Emily leaned back in her chair. “I never thought of it that way.”
“Here, try this site. There’s a lot of great information about World War II there. I wrote an article on a group of veterans before I left L.A. and did some of my research here.” She slid the computer over to Emily, relating a few other Web addresses for research and then put the girl in control.
“Cool!” Emily leaned forward, using the computer with one hand and scribbling notes with the other.
Anita pivoted again in her chair and her skirt hiked up another couple of inches.
Luke jerked his gaze away and concentrated on the least-sexy thing in the room. A squat cookie jar shaped like a pug, complete with a ceramic chefs’ hat and smirky dog grin. Think cookies, he told himself. Chocolate chip, peanut butter, macadamia nut…
Before he could get to thumbprints cookies, his gaze was back on Anita’s fabulous legs. His concentration was shot, at least as long as Anita was here. And that was dangerous. Very dangerous.
She was pregnant, he reminded himself.
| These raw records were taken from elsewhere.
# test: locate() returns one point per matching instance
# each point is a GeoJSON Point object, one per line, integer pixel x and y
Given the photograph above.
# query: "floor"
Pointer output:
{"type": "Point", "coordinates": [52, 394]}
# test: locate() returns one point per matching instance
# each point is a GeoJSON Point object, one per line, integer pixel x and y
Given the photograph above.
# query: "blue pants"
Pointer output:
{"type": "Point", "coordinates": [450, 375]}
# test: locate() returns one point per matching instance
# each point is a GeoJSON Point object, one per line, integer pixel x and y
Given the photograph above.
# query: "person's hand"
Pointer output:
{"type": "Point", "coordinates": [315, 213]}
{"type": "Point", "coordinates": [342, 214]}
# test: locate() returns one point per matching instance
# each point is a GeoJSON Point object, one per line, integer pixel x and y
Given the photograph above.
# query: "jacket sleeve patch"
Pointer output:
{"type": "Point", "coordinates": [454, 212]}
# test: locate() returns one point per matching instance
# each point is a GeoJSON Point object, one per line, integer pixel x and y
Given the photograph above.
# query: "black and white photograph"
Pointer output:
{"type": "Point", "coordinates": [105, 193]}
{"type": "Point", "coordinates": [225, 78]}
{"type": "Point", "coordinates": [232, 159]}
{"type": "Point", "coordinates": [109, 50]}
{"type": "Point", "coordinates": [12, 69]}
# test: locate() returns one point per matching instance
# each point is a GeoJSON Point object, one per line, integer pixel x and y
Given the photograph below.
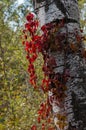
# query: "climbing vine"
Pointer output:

By another man. Luke had his own problems to worry about. Thinking about Anita in any way other than as a friend he used to know was bad. And even though his curiosity about why she was here and why she was having a baby by herself was damn near eating him up, he didn’t ask, at least not while his daughter was in the room.
Anita rose and crossed to him. “She’s doing great with the computer.” Anita leaned close, her voice a whisper. “But maybe we should leave her alone so she doesn’t feel like we’re watching over her shoulder.” Anita smiled. “And then she’d stop working, just to spite you.”
He smiled back. “You know her too well.”
She shrugged. “Hey, I was twelve once, too.”
Luke motioned to Anita to follow him across the hall and into the den. When she sat in one of the armchairs, her skirt hiked up again.
Luke took the chair opposite and tried like hell to keep his gaze on her face.
“We really shouldn’t tie up your laptop or your time,” he said, in a lame attempt at a coherent conversation. “Emily can use my computer.”
“It’s no big deal,” Anita said. “Besides, it’s still pouring out. I’ll go to the library when it stops raining.”
In that case, Luke hoped Mercy was in for a flood.
“And I know you, Luke. You don’t like anyone messing with your computer.” Anita grinned. “You treat that thing like some people treat their Pomeranians.”
The laughter that rose in his throat and then escaped him had such a foreign sound that for a brief second, Luke almost didn’t recognize it. “I guess I do. Never get between a man and his computer,” he quipped.
“I’ll remember that.” Her voice had taken on a deeper tone, as if she was remembering the same moment he was. A late night in his office, both of them tired from working on a project all day, sharing a few cartons of delivered Chinese, laughing, joking, then not joking at all, Anita’s body pressed against his desk, her mouth hungrily tasting his, equipment falling to the floor as Luke tried to get closer, touch more of her, the blinding passion driving him like the engine of a two-ton truck.
Luke cleared his throat and got to his feet, putting some distance between himself and the jasmine perfume triggering memories in his mind like a starting pistol. He fiddled with the line of framed photos on the mantel.
“So, what do you think of Mercy so far?”
She laughed. “It’s not exactly L.A.”
“Hey, we have a strip mall. And two stoplights. We’re civilized.”